The rabies vaccine regime is easier now than it used to be. So don't pass on it.
When I was assigned to Cairo back in the mid-80s, State Dept. was advising its employees to a pro-active series of anti-rabies vaccinations. They spanned a six-month course of injections--in the arm, not stomach.The problem in Cairo is rabid dogs.
She's a lovely young lady, and interesting beyond the medical miracle. Good article, and I'm glad she's doing well.
It's not that bad. My entire family has had the full course of shots. (We had a run-in with a bat, and couldn't catch the bat.) Even my 11-month-old son had the full course of shots.You're just sore for a while, but it's nothing compared to getting rabies.
Can I actually point at her and say, "EWWWW!!! She's got cooties!!!" and have it actually be real? I think so.
They have no idea why she survived. Most oters treated by the same protocol have died.
Life is a blessing. The best plan to stay happy seems to be to get and keep friends in each age group. The young ones always see good in life, more than the older friends do. This young woman sounds like a great friend to have. She knows suffering, and she also knows the wonderful sweetness of life lived by faith.
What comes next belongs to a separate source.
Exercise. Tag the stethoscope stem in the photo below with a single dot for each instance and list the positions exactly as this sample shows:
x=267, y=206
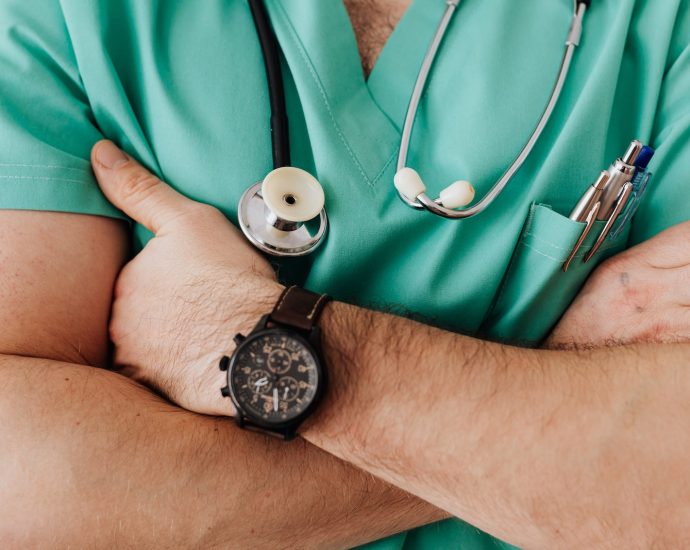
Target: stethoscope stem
x=423, y=201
I'd keep her locked up in the basement... just in case she turned into a zombie like the daughter in Night of the Living Dead.
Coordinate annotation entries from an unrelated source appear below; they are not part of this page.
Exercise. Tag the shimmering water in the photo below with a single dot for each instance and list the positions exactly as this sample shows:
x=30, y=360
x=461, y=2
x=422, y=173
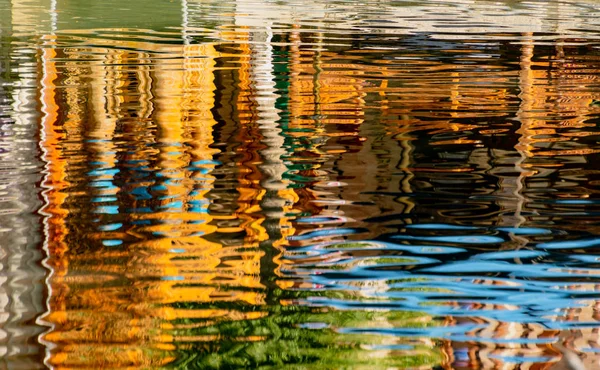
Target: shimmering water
x=304, y=185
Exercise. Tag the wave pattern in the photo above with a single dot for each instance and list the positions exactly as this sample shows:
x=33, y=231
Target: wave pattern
x=287, y=185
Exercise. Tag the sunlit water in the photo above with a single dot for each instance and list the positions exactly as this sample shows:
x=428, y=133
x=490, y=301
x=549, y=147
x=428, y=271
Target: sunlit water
x=303, y=185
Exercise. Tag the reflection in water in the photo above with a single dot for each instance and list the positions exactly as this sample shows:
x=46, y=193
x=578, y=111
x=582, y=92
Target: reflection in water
x=241, y=185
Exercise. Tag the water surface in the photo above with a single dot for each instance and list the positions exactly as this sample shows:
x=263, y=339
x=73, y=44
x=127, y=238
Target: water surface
x=282, y=184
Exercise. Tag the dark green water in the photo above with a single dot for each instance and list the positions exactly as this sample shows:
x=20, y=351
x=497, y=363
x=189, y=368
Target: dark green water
x=278, y=184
This is a remarkable story and Dr. Rodney Willoghby a remarkable physician. In a perfect world all doctors would be as qualified and driven and able to care for each patient the way Dr. Willoughby treated the young rabies patient.My younger brother, now an ophthalmologist, was Rodney's friend in prep school. My brother brought him home with him one Thanksgiving. Rodney went on to Princeton and Johns Hopkins for medical school and training in pediatrics and infectious diseases. Dr. Willougby represents the best that medicine USA has to offer..
IIRC this was a case of responding aggressively to the symptoms and treating them--bottom line, the young lady was lucky, had good medical care and made it.